Another resident, Mike Parker, also started a Facebook group with the intent of civil discourse, but his opposed the bond. After the clerk auditor finished counting for the night, Parker issued a statement saying he and other homeowners in the area are pleased with the outcome of the evening’s results.

“We had no money, no mailers, no yard signs—just a Facebook group and a few hundred concerned citizens,” the statement said. “I’m honestly not sure how much impact we had, but hopefully our efforts helped Hurricane residents understand why spending $25 million (plus interest) on a rec center that many people won’t even be able to afford to use is irresponsible and unfair.”

In this September 2019 file photo, the Hurricane City Council listens to the public’s concerns regarding a $25 million bond to fund a recreation center in Hurricane at a special Hurricane City Council Meeting at Hurricane High School, Hurricane, Utah, Sept. 19, 2019 | File photo by Mikayla Shoup, St.
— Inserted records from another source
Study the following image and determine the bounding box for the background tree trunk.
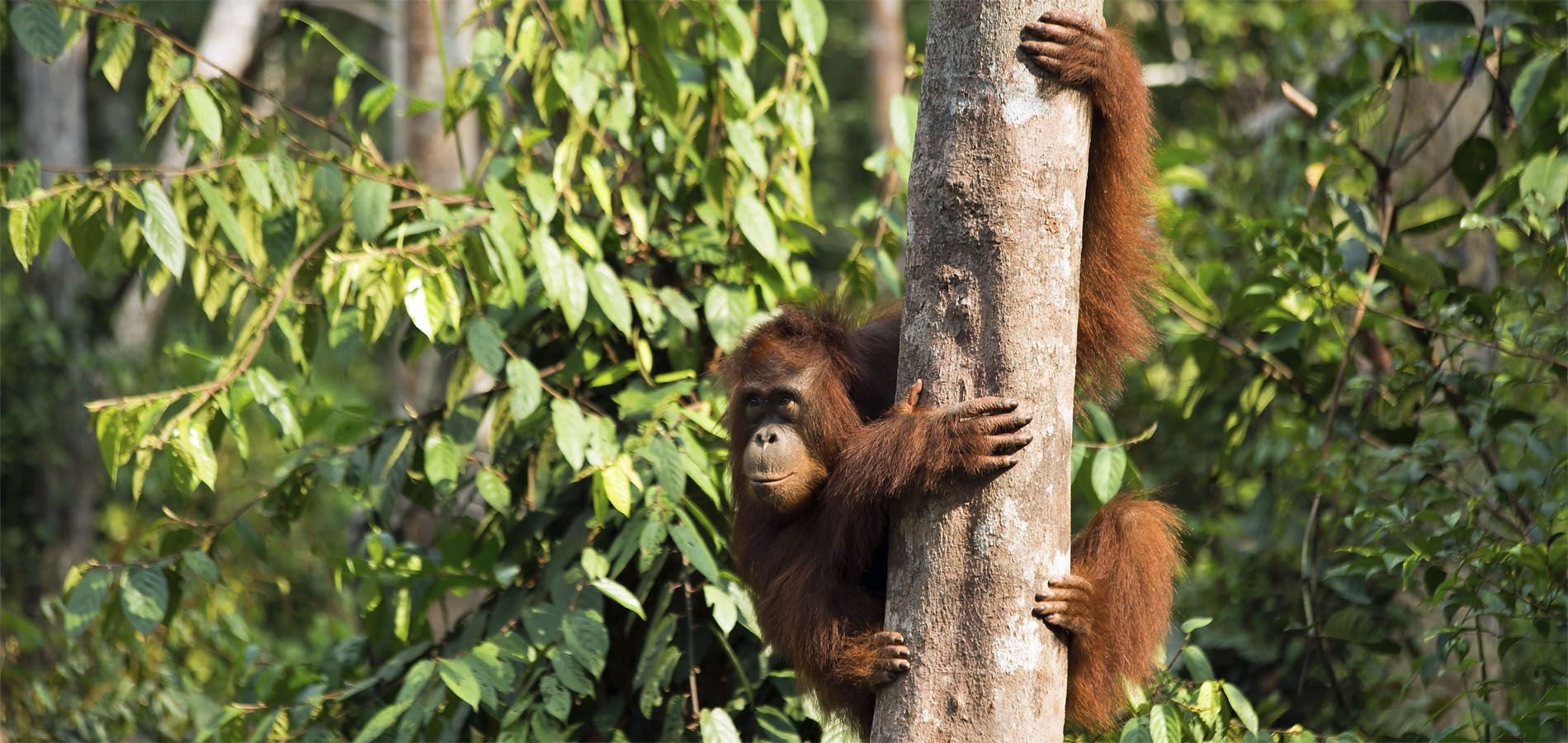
[115,0,270,356]
[871,0,1099,741]
[866,0,908,147]
[11,21,94,586]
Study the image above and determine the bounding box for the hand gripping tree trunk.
[871,0,1099,741]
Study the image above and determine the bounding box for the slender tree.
[871,0,1099,741]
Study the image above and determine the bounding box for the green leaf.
[359,83,397,124]
[310,163,343,215]
[469,26,507,78]
[1181,616,1214,635]
[725,119,768,178]
[1223,682,1258,732]
[791,0,828,54]
[706,284,751,351]
[594,462,632,516]
[185,83,223,144]
[425,434,463,495]
[191,177,251,260]
[87,17,136,91]
[1090,447,1127,503]
[507,359,544,420]
[436,658,483,710]
[333,56,359,106]
[540,675,573,722]
[1509,49,1561,122]
[1150,704,1181,743]
[887,96,920,155]
[354,699,414,743]
[7,204,42,268]
[550,49,599,115]
[348,180,392,241]
[474,467,511,513]
[246,367,305,445]
[11,0,66,61]
[141,178,185,279]
[1519,152,1568,215]
[119,567,169,635]
[698,707,740,743]
[403,272,447,340]
[530,230,588,331]
[593,579,648,619]
[550,400,588,469]
[550,649,593,696]
[522,173,557,225]
[561,608,610,679]
[522,603,566,647]
[467,317,507,376]
[669,522,718,583]
[1181,644,1214,682]
[588,262,632,337]
[169,422,218,489]
[735,190,789,269]
[702,583,740,635]
[235,157,273,213]
[181,550,218,583]
[66,567,113,640]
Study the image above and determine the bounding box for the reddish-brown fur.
[1061,23,1162,400]
[725,16,1181,729]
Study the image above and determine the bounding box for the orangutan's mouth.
[751,472,795,485]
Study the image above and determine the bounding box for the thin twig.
[1073,424,1160,448]
[49,0,354,147]
[87,223,343,448]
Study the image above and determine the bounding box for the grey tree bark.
[871,0,1099,741]
[866,0,906,146]
[113,0,270,356]
[12,23,102,586]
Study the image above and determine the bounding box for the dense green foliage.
[0,0,1568,741]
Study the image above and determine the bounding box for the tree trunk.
[12,21,103,586]
[871,0,1099,741]
[866,0,906,146]
[113,0,268,357]
[403,0,479,188]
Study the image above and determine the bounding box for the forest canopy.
[0,0,1568,741]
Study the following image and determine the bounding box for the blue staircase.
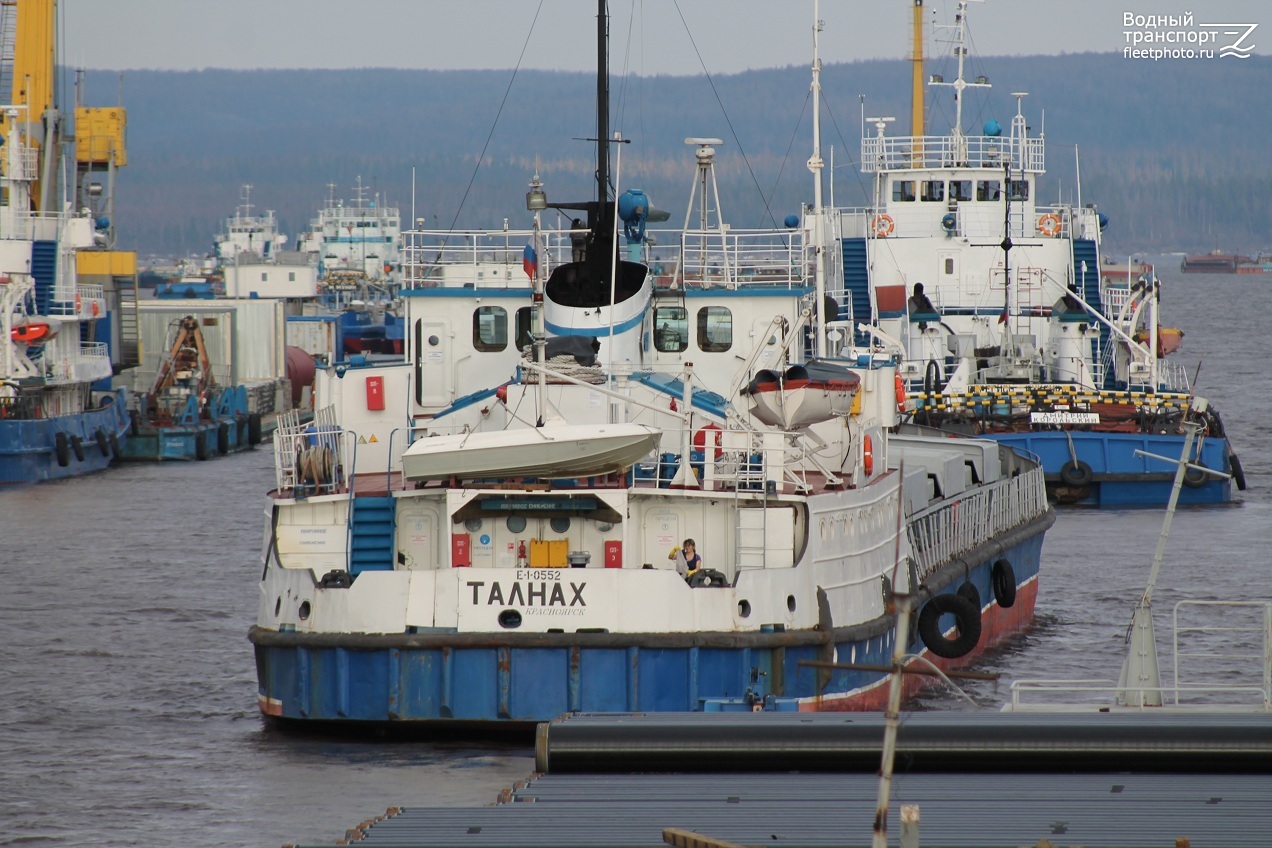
[31,242,62,315]
[1074,239,1114,389]
[840,239,874,345]
[349,497,397,575]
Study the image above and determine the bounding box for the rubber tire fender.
[689,568,729,589]
[1227,454,1245,492]
[247,412,268,445]
[1060,459,1095,488]
[990,559,1016,609]
[918,595,981,660]
[955,580,983,612]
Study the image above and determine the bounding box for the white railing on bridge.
[861,136,1046,174]
[906,468,1048,581]
[273,407,351,497]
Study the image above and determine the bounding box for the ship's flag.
[522,244,539,280]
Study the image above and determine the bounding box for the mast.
[808,0,826,356]
[591,0,611,235]
[909,0,925,139]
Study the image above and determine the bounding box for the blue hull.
[252,520,1049,730]
[122,417,252,462]
[0,389,128,487]
[982,430,1233,506]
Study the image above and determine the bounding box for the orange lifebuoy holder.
[693,422,724,459]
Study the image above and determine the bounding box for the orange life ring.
[693,422,724,459]
[1038,212,1060,236]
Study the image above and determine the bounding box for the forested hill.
[96,53,1272,256]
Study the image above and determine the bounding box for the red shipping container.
[450,533,473,568]
[366,376,384,409]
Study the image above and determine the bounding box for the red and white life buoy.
[693,422,722,459]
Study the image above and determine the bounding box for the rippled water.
[0,262,1272,848]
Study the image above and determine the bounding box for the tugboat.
[249,0,1054,732]
[831,3,1245,506]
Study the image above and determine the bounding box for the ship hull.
[982,431,1234,507]
[0,390,128,487]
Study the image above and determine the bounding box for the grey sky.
[60,0,1272,75]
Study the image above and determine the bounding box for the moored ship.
[251,0,1054,730]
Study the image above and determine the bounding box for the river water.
[0,265,1272,848]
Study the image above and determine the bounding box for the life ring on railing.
[1038,212,1060,236]
[693,422,722,459]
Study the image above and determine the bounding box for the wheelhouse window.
[654,306,689,353]
[698,306,733,353]
[473,306,508,353]
[516,306,534,351]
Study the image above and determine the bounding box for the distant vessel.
[249,0,1054,731]
[0,4,136,487]
[827,3,1245,506]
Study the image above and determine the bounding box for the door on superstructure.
[415,318,454,408]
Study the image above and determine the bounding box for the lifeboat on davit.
[9,320,55,345]
[743,362,861,430]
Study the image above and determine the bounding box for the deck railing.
[907,468,1048,581]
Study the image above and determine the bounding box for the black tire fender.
[1060,459,1095,488]
[990,559,1016,609]
[918,595,981,660]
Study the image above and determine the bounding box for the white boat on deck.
[402,423,663,481]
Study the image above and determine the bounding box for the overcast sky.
[60,0,1272,75]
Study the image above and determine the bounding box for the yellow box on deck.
[75,250,137,277]
[530,539,570,568]
[75,106,128,167]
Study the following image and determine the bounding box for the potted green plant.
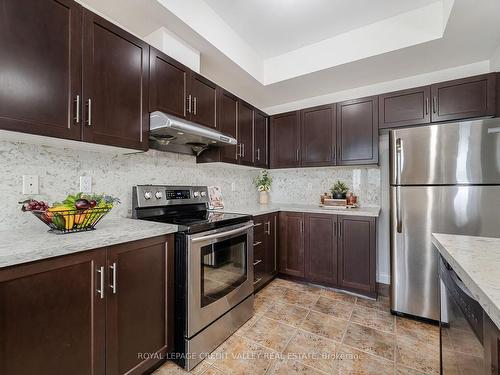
[330,181,349,199]
[254,170,273,204]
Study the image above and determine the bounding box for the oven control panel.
[132,185,208,209]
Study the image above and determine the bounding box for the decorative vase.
[259,191,269,204]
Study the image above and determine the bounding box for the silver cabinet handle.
[87,98,92,126]
[75,95,80,124]
[396,186,403,233]
[396,138,403,185]
[96,266,104,299]
[188,94,192,113]
[109,263,117,294]
[264,221,271,235]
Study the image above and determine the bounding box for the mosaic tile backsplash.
[0,141,380,230]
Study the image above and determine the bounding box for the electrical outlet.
[23,175,38,195]
[80,176,92,194]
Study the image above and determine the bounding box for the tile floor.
[154,279,439,375]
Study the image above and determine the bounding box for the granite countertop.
[213,203,380,217]
[0,218,177,268]
[432,233,500,329]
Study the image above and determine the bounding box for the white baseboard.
[377,273,391,284]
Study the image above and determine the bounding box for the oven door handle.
[191,223,253,243]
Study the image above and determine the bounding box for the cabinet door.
[83,11,149,150]
[0,0,81,140]
[300,104,337,167]
[188,72,217,128]
[264,213,278,276]
[149,47,189,118]
[337,96,378,165]
[378,86,431,129]
[279,212,304,277]
[338,216,377,297]
[217,88,238,163]
[270,111,300,168]
[431,73,496,122]
[254,110,269,168]
[238,100,253,166]
[304,214,337,285]
[0,245,106,375]
[106,237,174,374]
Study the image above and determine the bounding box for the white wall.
[263,60,490,115]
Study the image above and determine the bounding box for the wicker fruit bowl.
[31,207,111,234]
[19,193,120,234]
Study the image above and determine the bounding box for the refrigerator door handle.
[396,186,403,233]
[396,138,403,185]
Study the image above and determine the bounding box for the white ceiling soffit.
[157,0,454,85]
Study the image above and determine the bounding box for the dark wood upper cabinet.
[0,245,105,375]
[431,73,496,122]
[83,10,149,150]
[278,212,304,277]
[337,96,378,165]
[149,47,190,118]
[0,0,82,140]
[270,111,300,168]
[254,110,269,168]
[300,104,337,167]
[187,72,217,129]
[378,86,431,129]
[305,214,337,285]
[106,237,174,375]
[338,216,377,297]
[238,100,253,166]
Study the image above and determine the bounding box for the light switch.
[23,175,39,195]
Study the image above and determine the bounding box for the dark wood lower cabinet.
[0,249,106,375]
[278,212,377,297]
[278,212,304,277]
[483,311,500,375]
[106,237,174,375]
[338,216,377,297]
[253,213,278,290]
[0,236,173,375]
[305,214,337,285]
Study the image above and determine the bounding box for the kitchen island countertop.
[0,218,177,268]
[215,203,380,217]
[432,233,500,329]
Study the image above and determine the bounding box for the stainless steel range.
[133,185,254,370]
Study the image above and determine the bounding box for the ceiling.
[77,0,500,114]
[205,0,436,58]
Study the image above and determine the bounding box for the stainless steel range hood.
[149,111,237,155]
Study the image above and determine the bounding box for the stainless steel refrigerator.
[389,119,500,320]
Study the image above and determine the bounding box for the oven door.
[186,221,253,338]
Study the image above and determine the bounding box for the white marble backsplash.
[270,167,380,207]
[0,140,380,230]
[0,141,259,230]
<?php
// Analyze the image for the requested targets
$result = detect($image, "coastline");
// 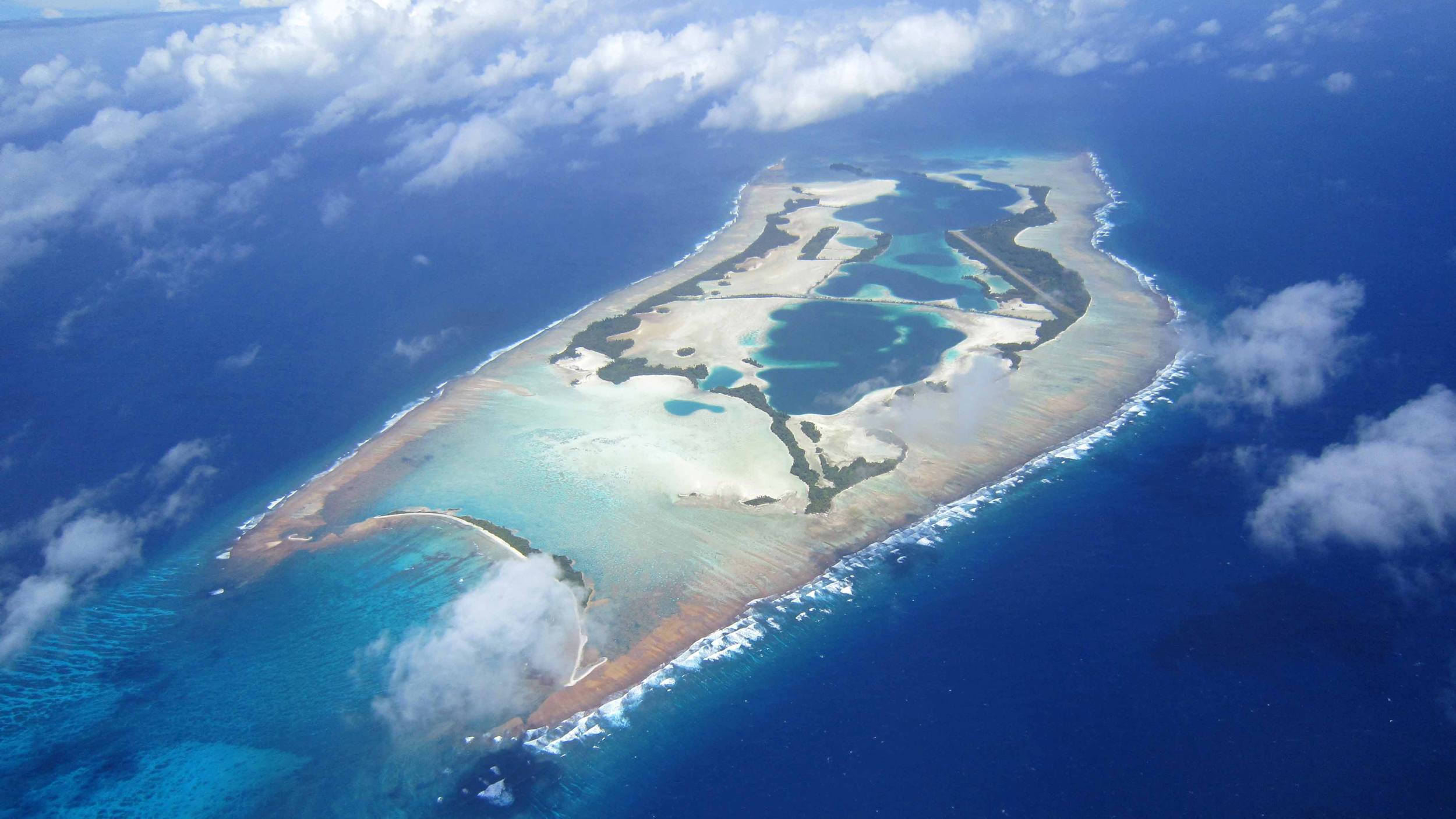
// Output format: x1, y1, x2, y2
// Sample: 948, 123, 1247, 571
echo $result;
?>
229, 156, 1176, 729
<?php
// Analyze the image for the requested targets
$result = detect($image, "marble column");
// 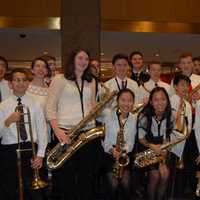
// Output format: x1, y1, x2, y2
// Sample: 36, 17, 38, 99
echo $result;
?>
61, 0, 101, 63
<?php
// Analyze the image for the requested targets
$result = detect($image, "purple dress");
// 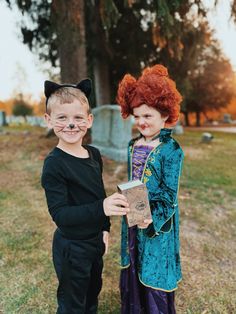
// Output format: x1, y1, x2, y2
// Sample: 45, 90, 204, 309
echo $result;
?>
120, 145, 176, 314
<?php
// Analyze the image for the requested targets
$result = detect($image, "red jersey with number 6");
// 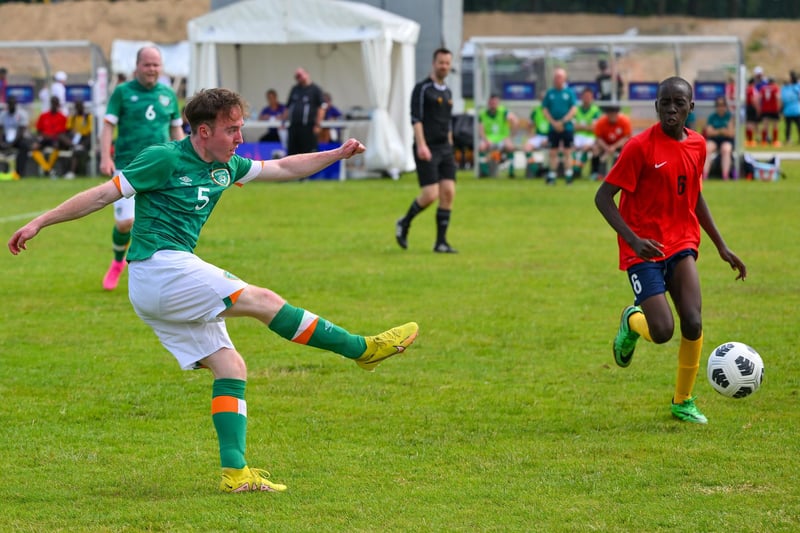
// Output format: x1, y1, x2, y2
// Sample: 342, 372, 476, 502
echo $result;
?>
606, 123, 706, 270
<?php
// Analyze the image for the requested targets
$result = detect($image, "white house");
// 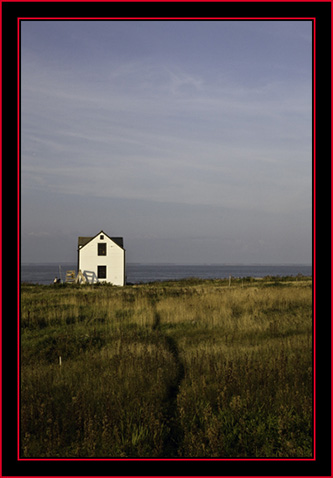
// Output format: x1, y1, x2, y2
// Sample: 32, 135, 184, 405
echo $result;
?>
78, 231, 126, 286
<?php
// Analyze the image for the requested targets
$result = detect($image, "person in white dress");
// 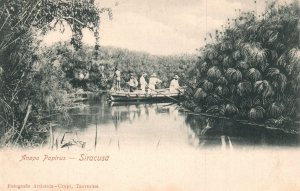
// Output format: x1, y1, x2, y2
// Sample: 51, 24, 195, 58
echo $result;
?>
148, 73, 162, 93
115, 67, 121, 91
170, 75, 180, 93
140, 73, 147, 93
George News

Parker said the death of the proposed bond is not where his concerns end, however, adding that there seem to be “two very different visions for what Hurricane should be.” He said while some residents might want to see the city become a destination that reaps the benefits of a number of visitors and the money they spend, others want to continue to enjoy a smaller community where taxes are used used frugally and only to provide citizens with necessary services.

Since moving from California 12 years ago, Parker said he has witnessed a 40% increase in taxes over the past six years, including an increase from a county school bond passed last year and a quarter-percent increase on sales tax throughout the county.

“We stopped another tax increase today, but no doubt the supporters of tax-and-spend will be back again in future elections, demanding more money,” Parker wrote. “We need to organize to defeat future tax measures.”

Final results will be posted on the clerk auditor’s website Wednesday evening.